Responding to the news that Uber drivers have won the right to be classed as workers rather than self-employed, Tania Bowers, General Counsel at The Association of Professional Staffing Companies (APSCo) said:
“This is a landmark case – while Uber classed its drivers as independent self-employed contractors who had the choice of where and when they worked, this ruling, if not successfully appealed, means that the drivers will be entitled to the minimum wage, paid holidays and breaks. While not directly affecting the professional recruitment market, the ruling will have a significant impact on the ‘gig economy’ where individuals work for multiple employers day to day without having a fixed contract.
While it is right and proper for workers’ rights to be protected, it is important that the distinction is made between lower paid and potentially vulnerable workers who need this type of protection and professional contractors and interims who do not need – or indeed want such protection.

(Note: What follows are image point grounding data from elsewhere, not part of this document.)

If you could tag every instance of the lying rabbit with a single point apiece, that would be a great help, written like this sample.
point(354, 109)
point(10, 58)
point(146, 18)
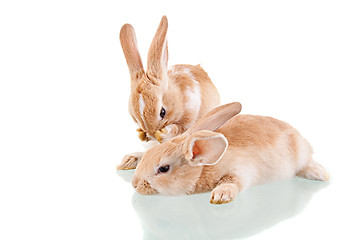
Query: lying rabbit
point(226, 155)
point(164, 103)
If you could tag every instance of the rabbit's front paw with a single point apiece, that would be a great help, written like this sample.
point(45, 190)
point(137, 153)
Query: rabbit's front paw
point(130, 161)
point(142, 135)
point(160, 135)
point(223, 193)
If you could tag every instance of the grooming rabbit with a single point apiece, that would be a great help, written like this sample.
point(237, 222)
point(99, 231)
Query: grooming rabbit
point(226, 155)
point(164, 103)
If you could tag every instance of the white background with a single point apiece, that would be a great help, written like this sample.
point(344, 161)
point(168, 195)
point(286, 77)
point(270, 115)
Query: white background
point(64, 125)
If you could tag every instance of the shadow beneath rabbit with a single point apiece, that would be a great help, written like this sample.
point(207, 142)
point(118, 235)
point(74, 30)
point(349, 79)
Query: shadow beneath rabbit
point(193, 217)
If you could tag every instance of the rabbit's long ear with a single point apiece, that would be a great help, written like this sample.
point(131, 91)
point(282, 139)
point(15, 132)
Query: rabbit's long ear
point(216, 117)
point(158, 52)
point(204, 148)
point(131, 52)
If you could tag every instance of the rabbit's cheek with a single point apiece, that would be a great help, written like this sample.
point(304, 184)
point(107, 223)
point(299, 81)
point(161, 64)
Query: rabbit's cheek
point(143, 187)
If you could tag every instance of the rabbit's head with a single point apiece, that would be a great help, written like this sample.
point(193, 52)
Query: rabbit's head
point(153, 105)
point(174, 167)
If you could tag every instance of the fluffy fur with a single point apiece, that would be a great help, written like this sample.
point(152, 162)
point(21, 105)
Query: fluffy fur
point(184, 91)
point(226, 155)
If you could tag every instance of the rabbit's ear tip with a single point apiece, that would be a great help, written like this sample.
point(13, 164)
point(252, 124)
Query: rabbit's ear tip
point(126, 27)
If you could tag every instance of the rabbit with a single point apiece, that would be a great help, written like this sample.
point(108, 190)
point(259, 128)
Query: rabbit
point(226, 154)
point(164, 103)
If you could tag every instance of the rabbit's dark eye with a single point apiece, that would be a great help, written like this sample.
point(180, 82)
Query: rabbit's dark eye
point(164, 168)
point(162, 113)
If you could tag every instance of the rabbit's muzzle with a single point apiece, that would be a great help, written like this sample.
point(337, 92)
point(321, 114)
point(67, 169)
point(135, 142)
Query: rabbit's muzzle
point(143, 187)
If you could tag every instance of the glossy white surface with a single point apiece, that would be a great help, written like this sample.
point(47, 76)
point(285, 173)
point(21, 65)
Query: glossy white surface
point(64, 125)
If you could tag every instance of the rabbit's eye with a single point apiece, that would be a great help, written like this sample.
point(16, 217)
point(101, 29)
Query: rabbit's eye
point(162, 113)
point(164, 168)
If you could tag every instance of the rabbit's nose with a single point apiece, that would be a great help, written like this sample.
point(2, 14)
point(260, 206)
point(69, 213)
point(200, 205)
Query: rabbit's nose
point(135, 181)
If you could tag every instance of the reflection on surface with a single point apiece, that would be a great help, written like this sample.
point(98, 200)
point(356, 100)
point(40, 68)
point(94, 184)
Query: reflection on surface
point(193, 217)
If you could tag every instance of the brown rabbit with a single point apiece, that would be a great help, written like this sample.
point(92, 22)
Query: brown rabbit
point(164, 103)
point(226, 155)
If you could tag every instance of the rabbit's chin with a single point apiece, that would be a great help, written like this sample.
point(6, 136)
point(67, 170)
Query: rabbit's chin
point(150, 144)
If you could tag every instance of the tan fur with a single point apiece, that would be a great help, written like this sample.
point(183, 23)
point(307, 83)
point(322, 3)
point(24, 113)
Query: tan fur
point(157, 88)
point(160, 87)
point(260, 150)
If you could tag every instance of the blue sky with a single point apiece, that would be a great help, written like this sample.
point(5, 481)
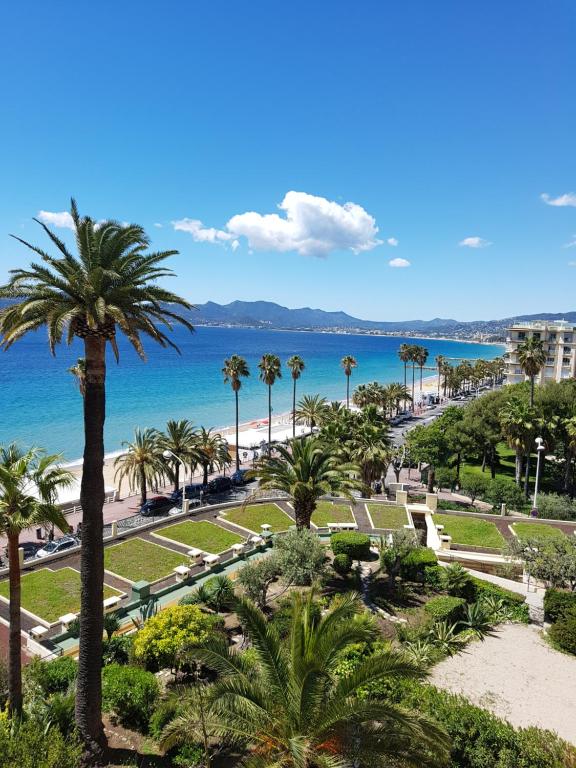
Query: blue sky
point(439, 122)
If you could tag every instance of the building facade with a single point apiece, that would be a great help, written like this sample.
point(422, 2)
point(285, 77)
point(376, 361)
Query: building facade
point(559, 341)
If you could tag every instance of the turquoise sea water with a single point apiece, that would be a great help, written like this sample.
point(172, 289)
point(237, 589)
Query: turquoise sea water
point(40, 405)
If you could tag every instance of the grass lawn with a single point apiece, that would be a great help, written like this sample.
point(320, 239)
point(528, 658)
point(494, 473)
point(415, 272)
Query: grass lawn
point(51, 594)
point(201, 534)
point(137, 560)
point(536, 531)
point(255, 514)
point(474, 532)
point(391, 517)
point(327, 512)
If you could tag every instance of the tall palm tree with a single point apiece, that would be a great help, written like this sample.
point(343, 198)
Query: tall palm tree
point(312, 409)
point(348, 363)
point(235, 369)
point(180, 438)
point(142, 464)
point(109, 285)
point(212, 451)
point(296, 365)
point(289, 708)
point(532, 358)
point(306, 470)
point(78, 370)
point(29, 485)
point(270, 370)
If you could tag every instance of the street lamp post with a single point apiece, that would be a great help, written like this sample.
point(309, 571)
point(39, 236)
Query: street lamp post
point(539, 448)
point(171, 455)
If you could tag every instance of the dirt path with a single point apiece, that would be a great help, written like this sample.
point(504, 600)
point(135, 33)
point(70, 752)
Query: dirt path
point(516, 675)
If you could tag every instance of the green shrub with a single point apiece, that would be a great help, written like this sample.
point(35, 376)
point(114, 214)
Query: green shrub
point(558, 603)
point(26, 745)
point(413, 566)
point(563, 632)
point(342, 564)
point(445, 608)
point(52, 676)
point(130, 694)
point(355, 545)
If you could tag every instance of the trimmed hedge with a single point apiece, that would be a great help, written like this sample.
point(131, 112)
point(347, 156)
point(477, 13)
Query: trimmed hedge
point(355, 545)
point(413, 566)
point(558, 603)
point(445, 608)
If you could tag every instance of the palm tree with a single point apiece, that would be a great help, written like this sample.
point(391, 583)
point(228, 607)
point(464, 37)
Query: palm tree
point(212, 452)
point(29, 485)
point(532, 358)
point(142, 463)
point(312, 409)
point(110, 285)
point(289, 708)
point(235, 369)
point(348, 363)
point(78, 370)
point(296, 365)
point(306, 470)
point(270, 370)
point(181, 439)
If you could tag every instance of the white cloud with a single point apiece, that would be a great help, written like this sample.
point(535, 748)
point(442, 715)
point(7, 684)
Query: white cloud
point(474, 242)
point(62, 219)
point(200, 233)
point(569, 198)
point(312, 226)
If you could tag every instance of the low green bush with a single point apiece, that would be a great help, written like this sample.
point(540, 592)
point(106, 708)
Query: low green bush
point(563, 632)
point(445, 608)
point(131, 694)
point(557, 603)
point(413, 566)
point(355, 545)
point(342, 564)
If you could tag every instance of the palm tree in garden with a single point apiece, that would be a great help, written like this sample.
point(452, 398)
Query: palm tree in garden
point(296, 365)
point(109, 285)
point(532, 358)
point(306, 470)
point(270, 370)
point(312, 409)
point(235, 369)
point(78, 370)
point(212, 452)
point(180, 438)
point(29, 485)
point(142, 464)
point(348, 363)
point(289, 708)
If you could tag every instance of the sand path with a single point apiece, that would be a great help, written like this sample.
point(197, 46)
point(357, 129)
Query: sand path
point(516, 675)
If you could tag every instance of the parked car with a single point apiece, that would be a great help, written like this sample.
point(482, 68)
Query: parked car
point(58, 545)
point(155, 506)
point(239, 477)
point(219, 485)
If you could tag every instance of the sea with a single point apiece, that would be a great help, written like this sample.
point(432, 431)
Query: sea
point(40, 404)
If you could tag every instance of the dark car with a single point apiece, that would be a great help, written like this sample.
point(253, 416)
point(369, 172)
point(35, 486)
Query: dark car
point(219, 485)
point(155, 506)
point(193, 491)
point(239, 477)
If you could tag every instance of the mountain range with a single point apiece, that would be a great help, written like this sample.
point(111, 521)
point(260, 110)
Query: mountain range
point(267, 314)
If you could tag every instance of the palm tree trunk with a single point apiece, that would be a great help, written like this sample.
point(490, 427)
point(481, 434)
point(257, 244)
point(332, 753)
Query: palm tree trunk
point(237, 432)
point(294, 408)
point(89, 686)
point(15, 640)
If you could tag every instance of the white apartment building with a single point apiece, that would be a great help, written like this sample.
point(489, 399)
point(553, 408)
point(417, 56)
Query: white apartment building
point(559, 341)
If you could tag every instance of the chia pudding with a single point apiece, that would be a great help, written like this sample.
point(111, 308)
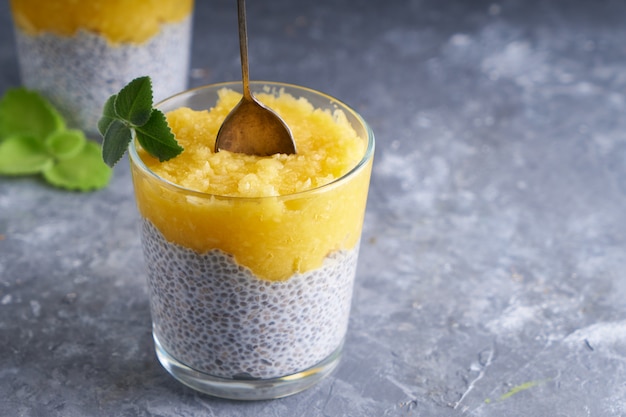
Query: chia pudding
point(251, 260)
point(78, 73)
point(217, 317)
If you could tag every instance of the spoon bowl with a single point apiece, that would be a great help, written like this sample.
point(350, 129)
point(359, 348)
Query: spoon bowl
point(251, 127)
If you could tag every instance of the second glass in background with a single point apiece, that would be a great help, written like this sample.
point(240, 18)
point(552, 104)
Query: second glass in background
point(78, 53)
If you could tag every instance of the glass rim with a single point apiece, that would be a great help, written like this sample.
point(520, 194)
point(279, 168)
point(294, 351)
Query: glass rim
point(367, 156)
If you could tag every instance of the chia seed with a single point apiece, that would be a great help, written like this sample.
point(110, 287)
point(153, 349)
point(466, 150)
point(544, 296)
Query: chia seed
point(79, 73)
point(228, 323)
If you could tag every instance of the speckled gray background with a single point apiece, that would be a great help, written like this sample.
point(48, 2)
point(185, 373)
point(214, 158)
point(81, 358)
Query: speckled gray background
point(491, 280)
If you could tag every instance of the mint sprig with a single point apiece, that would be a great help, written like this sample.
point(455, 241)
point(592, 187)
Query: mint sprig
point(131, 110)
point(34, 140)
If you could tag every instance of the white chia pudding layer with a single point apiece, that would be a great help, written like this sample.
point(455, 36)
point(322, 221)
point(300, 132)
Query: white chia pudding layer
point(79, 73)
point(217, 317)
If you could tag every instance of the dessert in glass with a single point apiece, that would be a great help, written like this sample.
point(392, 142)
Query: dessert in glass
point(78, 53)
point(251, 260)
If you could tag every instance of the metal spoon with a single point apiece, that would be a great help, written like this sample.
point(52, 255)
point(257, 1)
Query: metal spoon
point(251, 127)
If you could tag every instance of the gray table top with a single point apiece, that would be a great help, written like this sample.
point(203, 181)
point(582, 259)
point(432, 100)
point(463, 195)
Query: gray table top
point(491, 275)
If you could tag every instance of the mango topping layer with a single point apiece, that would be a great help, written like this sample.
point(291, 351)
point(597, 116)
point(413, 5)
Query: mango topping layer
point(119, 21)
point(267, 227)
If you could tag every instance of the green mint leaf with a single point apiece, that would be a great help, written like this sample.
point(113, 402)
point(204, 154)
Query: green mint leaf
point(83, 172)
point(66, 143)
point(131, 110)
point(27, 113)
point(115, 143)
point(157, 138)
point(108, 115)
point(134, 101)
point(21, 155)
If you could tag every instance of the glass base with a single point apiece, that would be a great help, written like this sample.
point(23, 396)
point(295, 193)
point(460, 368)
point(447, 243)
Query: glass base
point(240, 389)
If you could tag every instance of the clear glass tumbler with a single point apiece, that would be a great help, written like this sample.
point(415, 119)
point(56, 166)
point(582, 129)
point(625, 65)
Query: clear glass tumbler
point(78, 53)
point(217, 326)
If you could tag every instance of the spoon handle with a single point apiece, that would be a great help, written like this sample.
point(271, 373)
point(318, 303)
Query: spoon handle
point(243, 47)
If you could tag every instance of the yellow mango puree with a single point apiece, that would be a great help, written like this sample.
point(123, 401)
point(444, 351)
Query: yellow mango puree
point(119, 21)
point(268, 212)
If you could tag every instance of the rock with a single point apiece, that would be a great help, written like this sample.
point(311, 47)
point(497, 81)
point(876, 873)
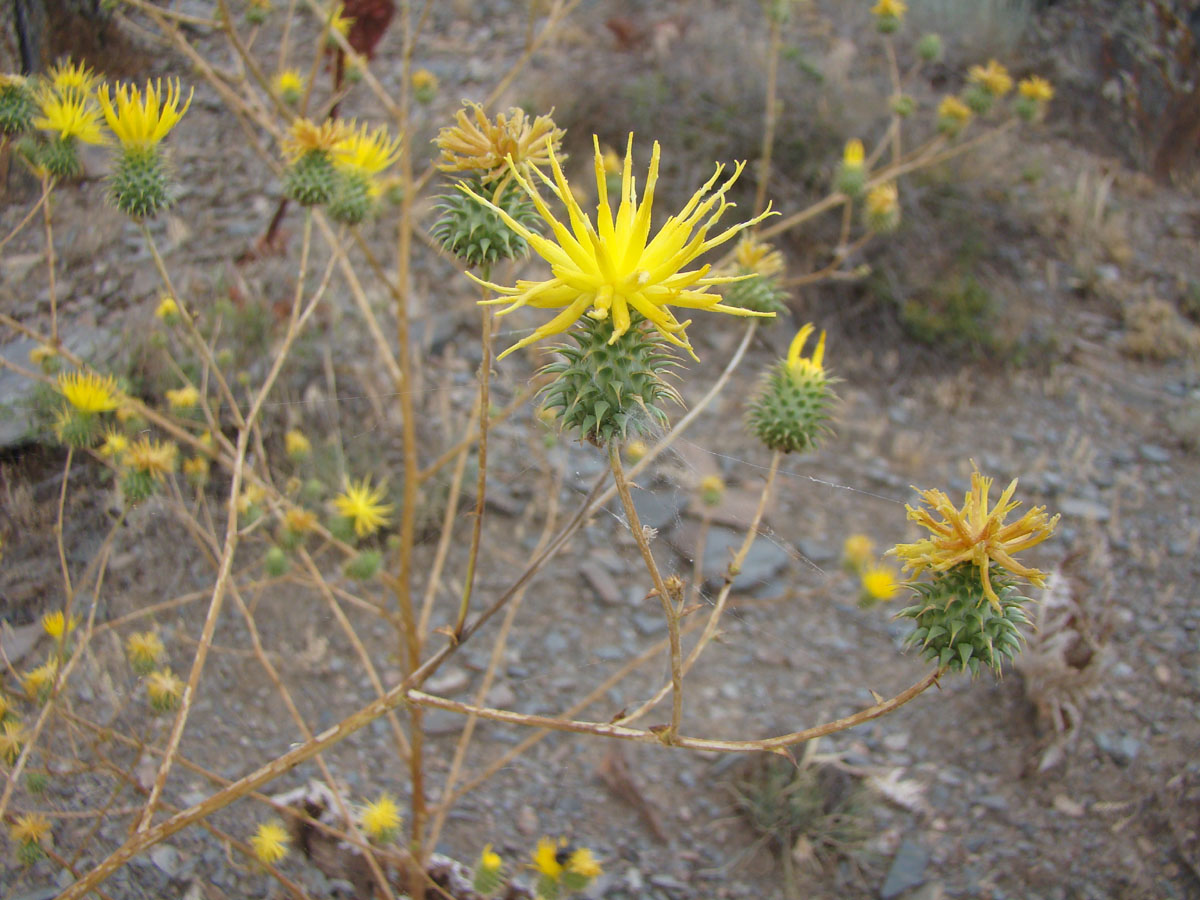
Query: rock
point(1153, 453)
point(601, 582)
point(1122, 748)
point(167, 859)
point(1079, 508)
point(907, 870)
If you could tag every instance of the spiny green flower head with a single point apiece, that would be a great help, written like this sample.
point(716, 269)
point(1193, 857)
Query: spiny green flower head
point(605, 390)
point(960, 627)
point(17, 105)
point(795, 400)
point(478, 235)
point(613, 268)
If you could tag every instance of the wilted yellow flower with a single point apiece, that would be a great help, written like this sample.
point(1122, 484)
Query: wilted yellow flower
point(882, 199)
point(853, 155)
point(365, 154)
point(306, 136)
point(880, 583)
point(30, 828)
point(363, 505)
point(757, 257)
point(797, 364)
point(57, 625)
point(1036, 88)
point(895, 9)
point(70, 115)
point(295, 444)
point(144, 649)
point(954, 109)
point(545, 857)
point(71, 79)
point(37, 682)
point(511, 145)
point(270, 843)
point(615, 268)
point(89, 393)
point(993, 78)
point(298, 520)
point(12, 739)
point(185, 397)
point(381, 820)
point(163, 689)
point(153, 457)
point(583, 863)
point(289, 85)
point(167, 309)
point(976, 534)
point(139, 121)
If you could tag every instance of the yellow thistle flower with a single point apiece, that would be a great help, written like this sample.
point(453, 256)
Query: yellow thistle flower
point(70, 115)
point(490, 861)
point(306, 136)
point(513, 145)
point(42, 354)
point(880, 583)
point(757, 257)
point(89, 393)
point(798, 365)
point(366, 155)
point(1036, 88)
point(363, 505)
point(381, 820)
point(615, 267)
point(12, 739)
point(153, 457)
point(163, 689)
point(299, 521)
point(976, 534)
point(57, 625)
point(295, 444)
point(30, 828)
point(270, 843)
point(993, 78)
point(37, 682)
point(882, 199)
point(139, 121)
point(954, 109)
point(185, 397)
point(70, 79)
point(895, 9)
point(144, 651)
point(545, 857)
point(167, 309)
point(853, 155)
point(583, 863)
point(289, 85)
point(857, 551)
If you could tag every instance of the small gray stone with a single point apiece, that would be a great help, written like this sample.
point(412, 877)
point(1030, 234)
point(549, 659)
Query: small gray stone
point(907, 870)
point(1153, 453)
point(1122, 748)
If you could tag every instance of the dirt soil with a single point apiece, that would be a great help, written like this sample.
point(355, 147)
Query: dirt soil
point(965, 792)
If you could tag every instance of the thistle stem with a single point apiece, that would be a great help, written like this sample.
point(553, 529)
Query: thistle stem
point(665, 595)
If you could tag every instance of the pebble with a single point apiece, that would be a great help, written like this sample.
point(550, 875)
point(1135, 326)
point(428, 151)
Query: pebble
point(907, 870)
point(1122, 748)
point(1153, 453)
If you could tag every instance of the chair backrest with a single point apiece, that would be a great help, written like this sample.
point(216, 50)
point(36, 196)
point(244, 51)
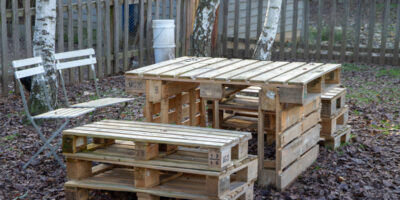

Recruitment firms have been responsibly supplying compliant agency workers and professional contractors to the employment market for decades before the phrase “gig economy” was coined and will continue to be an essential component of the flexible labour market. Nonetheless it is important that the recruitment sector does not get landed with the responsibility – and ensuing liability – for determining an individual’s employment status – as is planned by the proposed changes to IR35 legislation for workers in the public sector. We believe there is a need for greater clarity and we support the Review of Modern Employment to be undertaken by RSA Chief Executive Matthew Taylor at the request of the Prime Minister.”